For weeks I struggled with the Kibana dashboard. The queries and filtering seemed counter-intuitive and the results almost random. The creation of rows and panels (the layout of the dashboard) baffled me. It was my first encounter with Log4j and Tomcat logging and my inexperience with many of the parts of the Elastic Stack caused frustration. I would spend a couple of hours creating some queries but never ended up with the right result. The Elastic query DSL just failed to make a logical connection in my head. I looked up tutorials and some instructions videos on Youtube, but I did not advance. It was like knocking at the same door all the time to find it shut tight.

And last week the door suddenly opened. In the matter of an hour I went from hitting keys in frustration to freely and joyfully playing around with the tool. I do not think there is a single thing that unlocked the door, but in retrospect there are some things that helped. I’d like to offer a quick examination of those things.

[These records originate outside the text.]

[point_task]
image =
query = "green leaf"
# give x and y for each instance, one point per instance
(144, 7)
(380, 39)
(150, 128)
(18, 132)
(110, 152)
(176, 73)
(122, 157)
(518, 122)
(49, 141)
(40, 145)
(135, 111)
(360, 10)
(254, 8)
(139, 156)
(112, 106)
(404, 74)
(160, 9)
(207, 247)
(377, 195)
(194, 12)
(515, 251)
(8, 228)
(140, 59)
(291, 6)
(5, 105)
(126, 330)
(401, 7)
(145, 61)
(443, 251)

First off, last week, I set myself a small, well-defined Kibana task, caused by the following. My team uses a Grafana dashboard to keep track of the errors that are generated in the production environment. The dashboard is shown on a wide screen television that is on all the time. Errors appear on our dashboard but it seems that we pay only marginal attention to them. The lack of interest that I noticed is a common one. It is the same lack of interest that can be observed when putting the results of flaky automated tests on a dashboard. Over time, the lack of trust in the results of these tests causes a kind of boredom, the shutting out of the false alarm. Since the Grafana dashboard does not facilitate the splitting up of the errors by root cause but Kibana does, my only task was to split up the errors by root cause and therewith increase our insight in the errors. This task was within my reach. The fact that there were some examples, created by other teams, readily available also helped.

Second, I finally took the time to notice the things that were going on in the Kibana dashboard. I should have paid attention to them long ago, but I think my frustration got in the way. For example; it is pretty easy to create a query in Kibana that will run indefinitely. Setting the scope of the query to a large number of days can do that for you. It will leave you guessing endlessly about the flakiness of your query unless you notice the tiny, tiny progress indicator running in the right upper corner of the panel.

Also, different panels of the dashboard will react differently to the results of the query. The table panel, which shows a paginated table of records matching your query, can show results pretty quickly, but a graph potentially takes a lot of time to build up. This seems downright obvious and yet understanding this dynamic takes away a lot of the frustration of working with a Kibana dashboard. It is a delicate tool and you have to think through each query in terms of performance.

Thirdly, I think determination also contributed to the click moment. I desperately wanted to win the battle against Kibana and I wanted to take away some of fuziness of the dashboard. Last week I noticed a difference between the number of errors as shown in the Grafana dashboard and the number of errors (for the same time period) as gathered from Kibana. So there was a bug in our dashboard. Then I knew for certain that Kibana can serve as a testing tool. Once I was fully aware of its potential, I knew there was only one way forward.